Monday, 8 March 2010

Spring Is In the Air, aka Love/Lust

Tangleweed has a superb post up. It deals with that so-called symptom of hypersexuality (spits), and much more besides. I thought I'd set down some thoughts on how I see that urge.

Firstly, (and speaking from the male point of view) the balls are at the seat of things. But personally, the effect upon the self is an unbridled generosity, above all else.

Secondly, our innate (and all too familiar) control transmutes mindless lust into friendly love - the love of our fellows - the love of everything living and growing on the surface of the earth - the love of just living, and all others living here with us.

Thirdly, an immense spreading and smearing of boundaries takes place. Selfishness evaporates, leaving behaviours that are selfish from the viewpoint of wives, husbands, boyfriends, girlfriends, etc. I believe this to be all part of the general merging of meaning that can take place during high episodes.

Fourthly, that selflessness is, I believe, a key sign for me, personally. It involves a general shedding of the self, and all the ties of the self. It is a dangerous sign.

Fifthly, I don't believe we stray more or less than so-called sane people. I think the infidelity streak is shameless in its profligacy and choosiness.

Sixthly, I have always been faithful, though tempted more times than I care to number.

And last, but not least, I believe the generous impulse here defined is a fine flag fluttering at the top of the mast of whatever passes for humanity today in this world: love, and try to do no harm. If only it was so simple in real life. But it will pass muster, as an ideal to live up to.

Take care all, Dx

4 comments:

Kate said...

'Thirdly, an immense spreading and smearing of boundaries takes place. Selfishness evaporates, leaving behaviours that are selfish from the viewpoint of wives, husbands, boyfriends, girlfriends, etc. I believe this to be all part of the general merging of meaning that can take place during high episodes'.
- quite. I was wanting to say something along those lines too (without coming over oh-so-hippie-ish) but it was a race to the finish when I realised pots hadn't been washed/homework checked/ baths run - you know the drill. Infact I was even considering a follow-up post about the boundary-blurring and dissolution I still might, but, as ever, you've said it far better - and more concisely - than I could (although perhaps I could take it a bit further. Afterall - there's none here to give me a slap). So thanks for that - and the lovely compliment.It's helped me feel just a little less like a pile of turds this morning (just wish the bloody pendulum would wind down and stay put somewhere between for 5 minutes).
Everyone should write an amatory post. In my opinion. Like the ground outside, the blogosphere seems a little frigid at the moment.
Bless it.
K.x

David said...

It's a tricky one to get into words, because that sensation 'smearing' etc, goes into a realm that seems to exist beyond words.

Black=white, good=evil, strange=familiar, are all good starting points. They make no sense when sane, but perfect sense when flying. Dichotomies that are impossible become things that could be achieved. 1=2.

It's ok, so long as one doesn't apply that maths when driving down the road at 70, and wondering why everyone else is so slow. Until you remember the x2 factor.
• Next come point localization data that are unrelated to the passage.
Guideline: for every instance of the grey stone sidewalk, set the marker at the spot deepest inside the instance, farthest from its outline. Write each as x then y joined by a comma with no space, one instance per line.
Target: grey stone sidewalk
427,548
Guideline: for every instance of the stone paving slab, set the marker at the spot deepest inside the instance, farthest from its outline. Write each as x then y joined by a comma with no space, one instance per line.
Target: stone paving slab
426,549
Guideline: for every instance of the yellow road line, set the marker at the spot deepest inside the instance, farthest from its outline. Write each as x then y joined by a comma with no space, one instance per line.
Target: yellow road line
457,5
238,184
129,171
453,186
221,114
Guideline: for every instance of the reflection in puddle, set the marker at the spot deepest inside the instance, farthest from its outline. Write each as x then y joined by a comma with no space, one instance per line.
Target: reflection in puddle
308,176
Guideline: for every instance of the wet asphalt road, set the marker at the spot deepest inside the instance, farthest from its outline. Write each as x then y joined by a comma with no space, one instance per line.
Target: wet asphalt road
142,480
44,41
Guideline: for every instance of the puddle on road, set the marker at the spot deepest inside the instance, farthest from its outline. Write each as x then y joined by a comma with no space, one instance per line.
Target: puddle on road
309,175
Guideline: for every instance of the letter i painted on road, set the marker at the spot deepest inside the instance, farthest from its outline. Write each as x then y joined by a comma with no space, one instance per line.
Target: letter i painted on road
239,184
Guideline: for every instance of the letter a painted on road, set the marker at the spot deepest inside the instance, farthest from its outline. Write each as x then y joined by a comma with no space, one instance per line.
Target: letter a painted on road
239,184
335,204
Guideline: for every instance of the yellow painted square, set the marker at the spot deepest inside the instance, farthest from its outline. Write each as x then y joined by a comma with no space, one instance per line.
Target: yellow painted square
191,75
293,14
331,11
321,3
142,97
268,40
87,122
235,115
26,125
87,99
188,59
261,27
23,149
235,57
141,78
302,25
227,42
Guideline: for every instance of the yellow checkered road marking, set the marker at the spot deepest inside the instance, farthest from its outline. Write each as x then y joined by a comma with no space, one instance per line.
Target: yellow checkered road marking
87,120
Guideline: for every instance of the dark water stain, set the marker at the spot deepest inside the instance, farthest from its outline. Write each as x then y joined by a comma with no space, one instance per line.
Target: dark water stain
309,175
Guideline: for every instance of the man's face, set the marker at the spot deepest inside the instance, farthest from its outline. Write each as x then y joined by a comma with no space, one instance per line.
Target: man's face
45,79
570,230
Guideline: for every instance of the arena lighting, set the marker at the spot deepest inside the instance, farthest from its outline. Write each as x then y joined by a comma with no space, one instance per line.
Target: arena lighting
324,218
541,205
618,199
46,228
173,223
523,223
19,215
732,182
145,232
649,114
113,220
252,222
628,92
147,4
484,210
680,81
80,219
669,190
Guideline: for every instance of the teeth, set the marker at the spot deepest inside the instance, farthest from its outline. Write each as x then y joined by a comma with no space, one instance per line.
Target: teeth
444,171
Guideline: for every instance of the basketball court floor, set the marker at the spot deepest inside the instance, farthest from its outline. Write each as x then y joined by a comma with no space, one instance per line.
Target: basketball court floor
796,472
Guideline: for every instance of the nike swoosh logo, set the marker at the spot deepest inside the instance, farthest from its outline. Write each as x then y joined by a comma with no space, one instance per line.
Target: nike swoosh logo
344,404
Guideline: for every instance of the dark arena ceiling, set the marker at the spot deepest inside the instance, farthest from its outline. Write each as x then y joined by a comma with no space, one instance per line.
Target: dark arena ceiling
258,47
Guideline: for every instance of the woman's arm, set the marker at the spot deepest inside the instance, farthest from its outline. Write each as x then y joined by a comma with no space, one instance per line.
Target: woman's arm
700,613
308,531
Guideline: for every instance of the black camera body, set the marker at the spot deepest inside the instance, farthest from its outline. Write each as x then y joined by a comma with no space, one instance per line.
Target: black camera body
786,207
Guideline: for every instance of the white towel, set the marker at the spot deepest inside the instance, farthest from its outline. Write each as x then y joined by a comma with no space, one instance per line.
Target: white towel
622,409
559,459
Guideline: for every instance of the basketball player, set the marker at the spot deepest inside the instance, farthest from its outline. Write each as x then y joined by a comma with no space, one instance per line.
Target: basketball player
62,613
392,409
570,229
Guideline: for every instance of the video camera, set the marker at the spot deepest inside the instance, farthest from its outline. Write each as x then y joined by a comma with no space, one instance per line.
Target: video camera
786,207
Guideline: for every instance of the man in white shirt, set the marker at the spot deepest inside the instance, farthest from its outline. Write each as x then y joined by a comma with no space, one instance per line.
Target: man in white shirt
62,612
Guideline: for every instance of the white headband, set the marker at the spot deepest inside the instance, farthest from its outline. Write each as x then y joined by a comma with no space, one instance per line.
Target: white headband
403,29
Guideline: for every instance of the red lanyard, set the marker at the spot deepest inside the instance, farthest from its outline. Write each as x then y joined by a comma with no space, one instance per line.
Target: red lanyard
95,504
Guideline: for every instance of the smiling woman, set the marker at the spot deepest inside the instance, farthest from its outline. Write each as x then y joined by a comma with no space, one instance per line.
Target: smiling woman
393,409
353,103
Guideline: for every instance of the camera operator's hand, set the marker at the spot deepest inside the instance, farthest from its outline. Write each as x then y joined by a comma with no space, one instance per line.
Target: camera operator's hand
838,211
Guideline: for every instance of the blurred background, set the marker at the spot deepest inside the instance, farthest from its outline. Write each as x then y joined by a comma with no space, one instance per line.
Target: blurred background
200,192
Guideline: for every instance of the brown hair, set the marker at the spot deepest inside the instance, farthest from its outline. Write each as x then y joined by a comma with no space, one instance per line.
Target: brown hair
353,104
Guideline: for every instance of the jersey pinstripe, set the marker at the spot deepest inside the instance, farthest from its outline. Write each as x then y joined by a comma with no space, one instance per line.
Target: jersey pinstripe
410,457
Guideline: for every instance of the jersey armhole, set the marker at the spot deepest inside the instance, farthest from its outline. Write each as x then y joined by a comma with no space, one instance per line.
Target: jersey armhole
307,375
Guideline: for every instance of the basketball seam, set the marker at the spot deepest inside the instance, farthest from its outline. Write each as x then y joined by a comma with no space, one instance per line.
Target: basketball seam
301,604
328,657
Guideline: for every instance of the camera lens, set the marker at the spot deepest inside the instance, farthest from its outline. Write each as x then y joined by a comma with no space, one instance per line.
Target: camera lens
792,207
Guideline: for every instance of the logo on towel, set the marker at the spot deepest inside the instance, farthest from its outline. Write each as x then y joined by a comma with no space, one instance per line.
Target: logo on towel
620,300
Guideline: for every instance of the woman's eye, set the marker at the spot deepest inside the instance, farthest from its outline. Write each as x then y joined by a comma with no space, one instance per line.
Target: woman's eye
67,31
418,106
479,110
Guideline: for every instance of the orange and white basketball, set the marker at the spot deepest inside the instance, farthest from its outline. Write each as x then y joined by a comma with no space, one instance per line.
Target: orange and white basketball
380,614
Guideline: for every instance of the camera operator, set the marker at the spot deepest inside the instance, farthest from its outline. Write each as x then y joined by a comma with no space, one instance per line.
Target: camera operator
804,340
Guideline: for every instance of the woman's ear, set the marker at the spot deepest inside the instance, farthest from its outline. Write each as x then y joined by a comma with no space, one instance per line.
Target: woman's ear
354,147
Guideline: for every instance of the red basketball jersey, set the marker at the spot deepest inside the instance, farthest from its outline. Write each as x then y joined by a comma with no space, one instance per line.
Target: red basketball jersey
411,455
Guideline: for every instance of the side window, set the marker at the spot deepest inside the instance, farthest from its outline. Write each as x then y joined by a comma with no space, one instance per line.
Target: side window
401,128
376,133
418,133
Amatory posts are a pleasant boon in the blogosphere I think. I second the motion, wholeheartedly. It is the spring, after all.

All boundaries blur though. I've had it when air seems water and earth seems sky. But keep on left right left right and we'll all be alright.

Dx

Scream said...

Funny, I just can't relate. I fear and loath everyone when I am manic. But when I am alone and naked and manic in the mountains then I love the universe and am one with it.

Scream said...

Dogging? Never hear of that. It sure sounds fun though. Oh my spring must be in the air.